ISSRE 2006 START Conference Manager    

Improving Test Effectivenss by Analyzing Customer Usage

Theresa Kratschmer, Hema Srikanth and Randy Adair

The 17th IEEE International Symposium on Software Reliability Engineering (ISSRE 2006) -- Industry Practices (ISSRE 2006)
Raleigh, North Carolina, USA, 6-10 November 2006


Abstract

Orthogonal defect classification (ODC) has been shown to be very effective for classification of in house defects and field failures. In the past, defect classification via ODC has been shown to minimize field failures by increasing test effectiveness. ODC has been applied to identify focus-areas of test to meet a desired level of test criteria before releasing the product. We apply ODC to determine customer usage by analyzing field failures of several releases of drivers written in Java. Our results indicate that majority of field failures could have been minimized by increasing basic testing of single functions.

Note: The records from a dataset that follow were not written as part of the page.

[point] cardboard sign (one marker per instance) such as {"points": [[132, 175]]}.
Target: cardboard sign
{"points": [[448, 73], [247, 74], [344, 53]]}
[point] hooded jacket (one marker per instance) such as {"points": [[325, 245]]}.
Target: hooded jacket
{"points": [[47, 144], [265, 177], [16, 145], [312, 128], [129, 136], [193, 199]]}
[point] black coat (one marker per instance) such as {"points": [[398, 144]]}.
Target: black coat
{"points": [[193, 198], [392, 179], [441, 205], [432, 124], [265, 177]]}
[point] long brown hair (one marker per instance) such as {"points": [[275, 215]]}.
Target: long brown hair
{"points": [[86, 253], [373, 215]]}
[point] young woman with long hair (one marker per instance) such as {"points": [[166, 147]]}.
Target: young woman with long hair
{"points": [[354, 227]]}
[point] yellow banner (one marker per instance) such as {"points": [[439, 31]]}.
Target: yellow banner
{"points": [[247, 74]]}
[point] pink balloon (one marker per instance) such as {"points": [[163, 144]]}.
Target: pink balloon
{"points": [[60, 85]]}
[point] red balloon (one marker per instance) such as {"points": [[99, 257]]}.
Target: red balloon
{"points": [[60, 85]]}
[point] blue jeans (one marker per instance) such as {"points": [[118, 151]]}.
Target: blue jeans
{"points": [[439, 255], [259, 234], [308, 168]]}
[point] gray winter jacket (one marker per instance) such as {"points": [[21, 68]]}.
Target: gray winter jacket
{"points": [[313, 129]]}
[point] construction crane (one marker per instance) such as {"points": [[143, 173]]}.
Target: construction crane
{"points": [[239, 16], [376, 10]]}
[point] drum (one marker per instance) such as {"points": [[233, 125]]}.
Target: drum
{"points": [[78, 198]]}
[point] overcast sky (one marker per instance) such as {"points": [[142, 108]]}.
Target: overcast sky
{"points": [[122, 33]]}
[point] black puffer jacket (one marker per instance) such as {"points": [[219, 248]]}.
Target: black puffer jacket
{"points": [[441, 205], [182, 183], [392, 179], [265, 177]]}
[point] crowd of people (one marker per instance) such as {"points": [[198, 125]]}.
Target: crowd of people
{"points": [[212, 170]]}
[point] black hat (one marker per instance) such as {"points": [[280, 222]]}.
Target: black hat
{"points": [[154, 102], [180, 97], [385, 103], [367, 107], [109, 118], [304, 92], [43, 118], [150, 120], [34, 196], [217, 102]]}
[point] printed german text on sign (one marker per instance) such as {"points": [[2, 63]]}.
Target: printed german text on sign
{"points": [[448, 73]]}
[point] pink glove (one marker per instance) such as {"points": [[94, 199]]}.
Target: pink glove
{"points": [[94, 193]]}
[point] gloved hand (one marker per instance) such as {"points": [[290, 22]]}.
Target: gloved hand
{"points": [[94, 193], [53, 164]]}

We analyze field failures by examining the trigger, activity and impact attributes of ODC for five releases of driver APIs written in Java. Our goal was to classify the failures and apply the results to improve test in subsequent releases. Trigger, that indicates customer usage, was the first attribute to be classified. Activity is identified after classifying trigger based on trigger to activity mapping. Our results from classifying for activity show that 67% of the escapes were function test; 24% from system test; 6% from user interface; and 3% from code inspection. Classification on trigger attribute shows that over 50% of the escapes would have been found in test by increasing function test for coverage and variation. While coverage indicates the customer executed a single function with no or at most one set of parameters to uncover defects, variation is used when the customer uncovered a defect through varying input parameters or using boundary conditions with a single function. For example, center aligning feature worked find except when double wide spacing was chosen. In this case, the customer varied the parameter which indicated the amount of spacing in order to expose this defect. Finally the impact attribute was analyzed to determine the impact of the failure to the customer. The results show that over 60% of the failures had an impact of capability indicating the code simply did not implement the functionality the way it was specified as opposed to an impact of performance, maintenance, or reliability.